Camping out in Market Square one evening will be nothing compared to what kids in Uganda experience every night.
So say local participants in the April 29 Global Night Commute, who will gather in the center of Pittsburgh and 130 other cities around the world ... part of an effort to publicize the plight of Ugandan children who travel from villages to urban centers every night to avoid being kidnapped into the rebel Lord's Resistance Army. Invisible Children, the group sponsoring the event, is named after the Invisible Children documentary chronicling the Uganda situation.
University of Pittsburgh senior Alison West, of Mount Lebanon, is helping to organize many student groups to spend the night Downtown. She says 200 people are already signed up from such groups as Amnesty International, STAND (Students Taking Action Now Darfur), FORGE (Facilitating Opportunities for Refugee Growth and Empowerment) and Ambassadors for Christ, which has many African members. Some in the participating groups will journey the next morning to Washington, D.C., where they will join a national march urging the U.S. to take stronger action against the Sudanese engaged in genocide in that country's Darfur region (see News Briefs, April 19, "Darfur: Think Globally, Act Federally").
"It's not a pure protest movement" but inspires people to work for change in the African countries experiencing troubles, says Commute participant Eric Hartman. Hartman is a Pitt doctoral student in the Graduate School of Public and International Affairs and lectures in the College of General Studies' Public Service program. He's headed this summer to Uganda and Zambia, which contain camps housing refugees from war in Congo: There, he'll interview what he sees as a growing number of American volunteers concerned about, and actually helping in, African countries.

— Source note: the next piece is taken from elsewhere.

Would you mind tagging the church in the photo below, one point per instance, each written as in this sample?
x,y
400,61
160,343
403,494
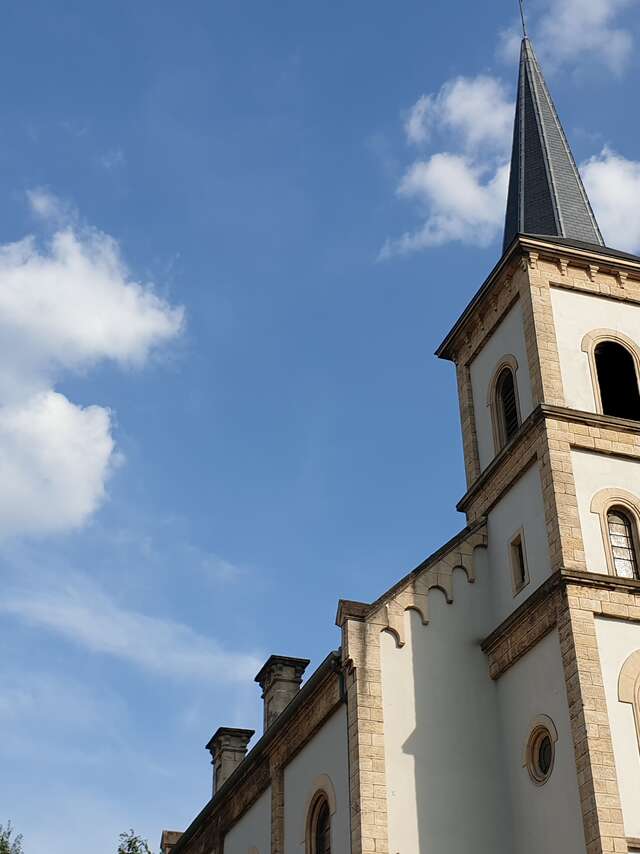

Lisa Dougan, a Grove City College senior who will join the Market Square encampment, is part of that movement. After seeing a campus screening of Invisible Children in February, she and about 40 other students have been meeting informally to see where they can help. Dougan plans to work in Africa after graduation. In the meantime, the group has been raising funds for an educational and mentoring program for Ugandan children. Their largest fund-raising move is a concert at nearby Slippery Rock University on April 28.
While Hartman says it's too early to conclude whether the Uganda and Darfur movements represent a surge in activism centered around Africa, any lack of national attention to these issues, he believes, can be chalked up to "the classic American problem ... total disinterest in things going on outside your backyard."